UM OLHAR SOBRE "MOSAICOS", DE THEREZA LEITE - GISELDA MEDEIROS



              Hölderlin nos assevera que é somente na profundeza do sofrimento que ressoa em nós o canto vital do mundo.
              Constatamos a veracidade de tal assertiva, após a leitura de Mosaicos (Fortaleza,    Expressão Gráfica e Editora, 2003), livro de estréia de Maria Thereza Leite, no qual podemos visualizar, através da intimidade da autora com a ficção, o drama visceral de suas personagens na espantosa relação com o seu meio e com o social.

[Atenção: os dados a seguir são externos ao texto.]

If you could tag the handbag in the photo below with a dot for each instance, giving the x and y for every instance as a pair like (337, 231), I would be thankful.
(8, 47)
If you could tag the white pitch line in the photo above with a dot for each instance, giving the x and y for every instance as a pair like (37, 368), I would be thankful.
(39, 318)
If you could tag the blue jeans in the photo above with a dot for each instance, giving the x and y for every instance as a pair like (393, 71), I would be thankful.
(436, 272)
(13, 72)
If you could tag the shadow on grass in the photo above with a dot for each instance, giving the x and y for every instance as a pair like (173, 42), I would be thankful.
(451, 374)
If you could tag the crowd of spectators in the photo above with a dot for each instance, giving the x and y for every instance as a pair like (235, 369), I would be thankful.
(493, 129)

Seu poder criacional emerge de cada página, de cada conto lido, em que a grande solidão humana é o fio que tece a túnica de suas personagens, da mesma maneira que é ela, a solidão, que, ao se desprender do papel, em sua abissal existência, vem buscar o aconchego do leitor, tal é a interação autora/leitor, para juntos entoarem seu canto vital.

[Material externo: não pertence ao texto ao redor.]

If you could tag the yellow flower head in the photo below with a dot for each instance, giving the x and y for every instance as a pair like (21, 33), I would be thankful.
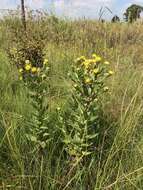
(111, 72)
(43, 76)
(20, 70)
(58, 108)
(86, 63)
(106, 63)
(27, 61)
(87, 80)
(98, 59)
(38, 69)
(27, 67)
(106, 88)
(94, 55)
(45, 61)
(33, 69)
(96, 70)
(82, 58)
(20, 78)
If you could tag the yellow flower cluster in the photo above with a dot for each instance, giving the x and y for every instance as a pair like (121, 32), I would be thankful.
(92, 67)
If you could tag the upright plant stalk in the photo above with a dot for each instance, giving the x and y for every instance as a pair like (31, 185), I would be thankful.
(23, 14)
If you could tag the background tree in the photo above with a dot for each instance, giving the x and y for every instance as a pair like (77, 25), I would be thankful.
(133, 13)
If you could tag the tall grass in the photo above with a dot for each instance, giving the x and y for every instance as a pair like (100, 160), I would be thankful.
(117, 162)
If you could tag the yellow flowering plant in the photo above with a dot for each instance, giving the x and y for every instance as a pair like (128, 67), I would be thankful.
(37, 87)
(88, 84)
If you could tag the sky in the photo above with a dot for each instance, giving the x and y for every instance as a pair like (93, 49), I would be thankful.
(75, 8)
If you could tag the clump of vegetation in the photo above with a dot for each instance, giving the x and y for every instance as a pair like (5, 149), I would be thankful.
(68, 125)
(88, 80)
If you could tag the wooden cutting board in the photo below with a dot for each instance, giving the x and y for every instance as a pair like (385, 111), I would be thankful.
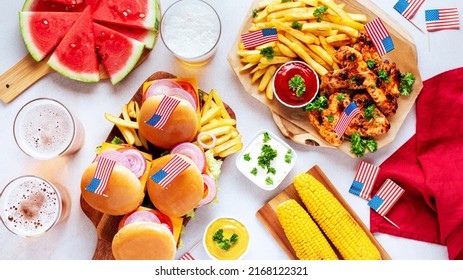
(267, 214)
(28, 71)
(106, 225)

              Neste livro, vislumbramos uma narradora fluente, conhecedora dos meandros da estrutura ficcional, aquela que, penetrando numa atmosfera, por vezes irreal, é capaz de convencer seu leitor de que as situações (por mais insólitas que sejam) vividas pelas personagens são de incontestável plausibilidade.
              A precisão com que define as personagens, o detalhe, a narração vigorosa apresentam-se-nos sob aquele tom tchekoveano que, indubitavelmente, é a arma principal para a detonação do conflito.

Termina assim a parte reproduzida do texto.